Le BAC a informé que des avis de recherche ont été émis à l’encontre de ces individus.
Au cours de l’investigation, des enquêteurs du BAC ont procédé à l’arrestation de deux individus, le policier Emmanuel Louis et Miradieu Faustin présentées respectivement comme des acolytes de l’ex-sénateur John Joel Joseph actuellement écroué aux Etats-Unis pour son implication présumé dans le meurtre du président Moïse et Joseph Félix Badio.
Quelques éléments de rappel de la précédente investigation
Dans la nuit du 6 au 7 juillet 2021, le président Moïse se trouvait en compagnie de la Première Dame, ainsi que ses enfants Jomarlie Jovenelle Moïse et Jovenel Junior Moïse, en sa résidence privée à Pèlerin 5.
Brusquement, précise le document, il a entendu résonner de fortes détonations aux alentours de son domicile. Comme suite, il a fait appel aux différents responsables chargés de sa sécurité en vue de s’enquérir sur ce qui se tramait à l’extérieur et leur ordonner également de renforcer sa sécurité.
Entre temps, souligne le rapport, des individus lourdement armés avaient eu le temps de franchir le périmètre de sécurité depuis l’entrée principale de Pèlerin 5 jusque devant la barrière donnant accès à la résidence présidentielle après avoir maitrisé tous les agents de différentes unités de la PNH qui montaient la garde.

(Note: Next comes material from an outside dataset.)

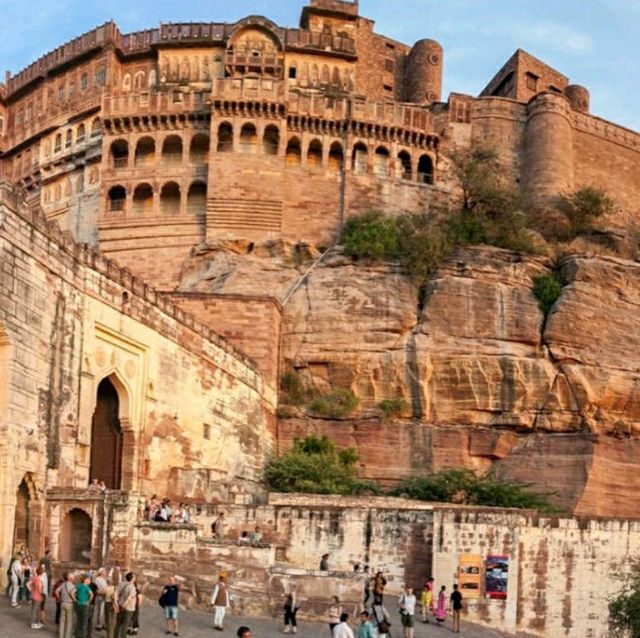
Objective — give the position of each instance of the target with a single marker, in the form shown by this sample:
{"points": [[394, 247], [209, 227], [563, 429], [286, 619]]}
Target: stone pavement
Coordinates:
{"points": [[14, 623]]}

Alors que les renforts tardaient à venir, poursuit le rapport, ces présumés bandits, une vingtaine qui parlaient l’espagnol et l’anglais, qui scandaient à travers un portevoix en créole des injonctions aux agents de la garde présidentielle ; « Se DEA ! U.S ARMY! Kap opere nan zòn nan pa tire».
‘‘Montés à bord de plusieurs véhicules tout terrain, dont certains arboraient des plaques d’immatriculation aux initiales CD (Corps Diplomatique), sans résistance aucune de la part des susdits agents, les assaillants ont pénétré sur la cour et se sont introduits par effraction au domicile de la famille présidentielle’’, selon le document.
‘‘Ensuite, souligne le rapport, ils ont tiré plusieurs coups de feu dans tous les sens au niveau de la cour dudit domicile endommageant presque tous les véhicules qui s’y trouvaient en stationnement. Y étant, ils ont attaqué la personne du Président en lui tirant dessus. Atteint, ce dernier succomba sur le champ des suites de ses blessures. Qui pis est, ils lui ont fait subir de graves sévices corporels’’, rappelle le rapport.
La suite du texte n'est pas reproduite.